Methods: We measured plasma t-tau and NfL with the Simoa platform in 265 participants: 167 FTLD-S, 43 AD-S, and 55 healthy controls (HC), including 82 pathology-proven cases (50 FTLD-Tau, 18 FTLD-TDP, 2 FTLD-FUS, and 12 AD) and 98 participants with amyloid PET. We compared cross-sectional and longitudinal biomarker concentrations between groups, their correlation with clinical measures of disease severity, progression and survival and cortical thickness.

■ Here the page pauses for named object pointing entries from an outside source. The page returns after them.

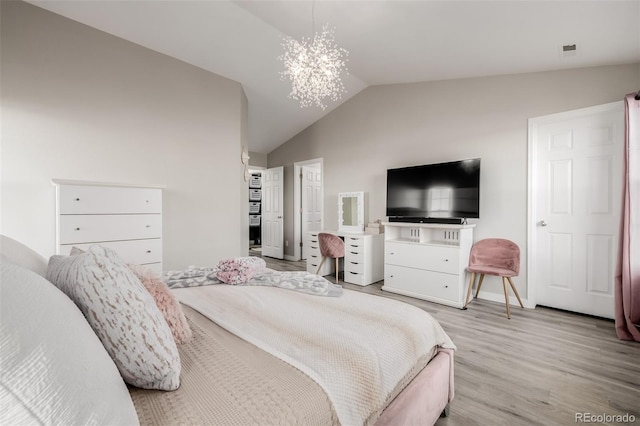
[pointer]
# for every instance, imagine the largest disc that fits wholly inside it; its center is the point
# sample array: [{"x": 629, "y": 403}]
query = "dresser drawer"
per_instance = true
[
  {"x": 432, "y": 257},
  {"x": 422, "y": 282},
  {"x": 98, "y": 228},
  {"x": 351, "y": 255},
  {"x": 354, "y": 277},
  {"x": 139, "y": 252},
  {"x": 350, "y": 266},
  {"x": 77, "y": 199}
]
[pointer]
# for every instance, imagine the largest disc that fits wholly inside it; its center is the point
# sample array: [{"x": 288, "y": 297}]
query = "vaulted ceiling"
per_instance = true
[{"x": 389, "y": 41}]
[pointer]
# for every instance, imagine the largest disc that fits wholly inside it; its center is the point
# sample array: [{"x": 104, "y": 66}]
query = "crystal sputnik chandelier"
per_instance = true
[{"x": 314, "y": 68}]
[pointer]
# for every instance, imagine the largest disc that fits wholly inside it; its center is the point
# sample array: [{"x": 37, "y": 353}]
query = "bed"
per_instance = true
[{"x": 257, "y": 355}]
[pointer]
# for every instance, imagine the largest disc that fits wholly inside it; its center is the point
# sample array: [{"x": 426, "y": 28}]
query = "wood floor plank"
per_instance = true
[{"x": 541, "y": 367}]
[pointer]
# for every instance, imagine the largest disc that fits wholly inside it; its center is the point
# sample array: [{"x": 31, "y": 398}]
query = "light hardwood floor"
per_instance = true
[{"x": 541, "y": 367}]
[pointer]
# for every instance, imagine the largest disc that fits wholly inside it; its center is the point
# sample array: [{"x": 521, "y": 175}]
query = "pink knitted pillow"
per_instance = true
[{"x": 166, "y": 302}]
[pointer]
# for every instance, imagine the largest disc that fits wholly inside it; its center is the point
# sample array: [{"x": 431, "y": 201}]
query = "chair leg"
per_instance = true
[
  {"x": 479, "y": 285},
  {"x": 515, "y": 291},
  {"x": 320, "y": 265},
  {"x": 471, "y": 280},
  {"x": 506, "y": 296}
]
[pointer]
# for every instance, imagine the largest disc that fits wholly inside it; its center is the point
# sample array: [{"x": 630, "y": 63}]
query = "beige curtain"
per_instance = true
[{"x": 627, "y": 291}]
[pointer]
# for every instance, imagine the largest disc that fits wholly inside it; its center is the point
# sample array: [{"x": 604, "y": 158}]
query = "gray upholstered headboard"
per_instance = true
[{"x": 22, "y": 255}]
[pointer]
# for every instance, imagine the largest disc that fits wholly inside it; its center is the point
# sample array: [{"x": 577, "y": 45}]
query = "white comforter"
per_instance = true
[{"x": 361, "y": 349}]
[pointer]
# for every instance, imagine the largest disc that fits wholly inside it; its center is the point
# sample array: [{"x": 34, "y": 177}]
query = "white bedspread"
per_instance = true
[{"x": 360, "y": 348}]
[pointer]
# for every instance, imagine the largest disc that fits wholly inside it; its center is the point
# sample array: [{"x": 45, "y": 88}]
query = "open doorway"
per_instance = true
[
  {"x": 255, "y": 211},
  {"x": 307, "y": 202}
]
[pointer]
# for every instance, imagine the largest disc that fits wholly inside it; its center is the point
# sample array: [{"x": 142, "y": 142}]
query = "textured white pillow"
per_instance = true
[
  {"x": 54, "y": 370},
  {"x": 123, "y": 315}
]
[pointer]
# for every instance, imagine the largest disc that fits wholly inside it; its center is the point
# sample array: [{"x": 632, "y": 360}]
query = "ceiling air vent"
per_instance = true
[{"x": 569, "y": 50}]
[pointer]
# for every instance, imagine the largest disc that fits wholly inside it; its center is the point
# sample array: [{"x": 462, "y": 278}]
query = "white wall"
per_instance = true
[
  {"x": 80, "y": 104},
  {"x": 411, "y": 124}
]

Results: Plasma NfL, but not plasma t-tau discriminated FTLD-S from HC and AD-S from HC. Both plasma NfL and t-tau were poor discriminators between FLTD-S and AD-S. In pathology confirmed cases, plasma NfL was higher in FTLD than AD and in FTLD-TDP compared to FTLD-Tau, after accounting for age and disease severity. Plasma NfL, but not plasma t-tau, predicted clinical decline and survival and correlated with regional cortical thickness in both FTLD-S and AD-S. The combination of plasma NfL with plasma t-tau did not outperform plasma NfL alone.

Conclusions: Plasma NfL is superior to plasma t-tau for the diagnosis and prediction of clinical progression of FTLD-S and AD-S.

Classification of Evidence: This study provides Class III evidence that plasma NfL has superior diagnostic and prognostic performance than plasma t-tau in FTLD and AD.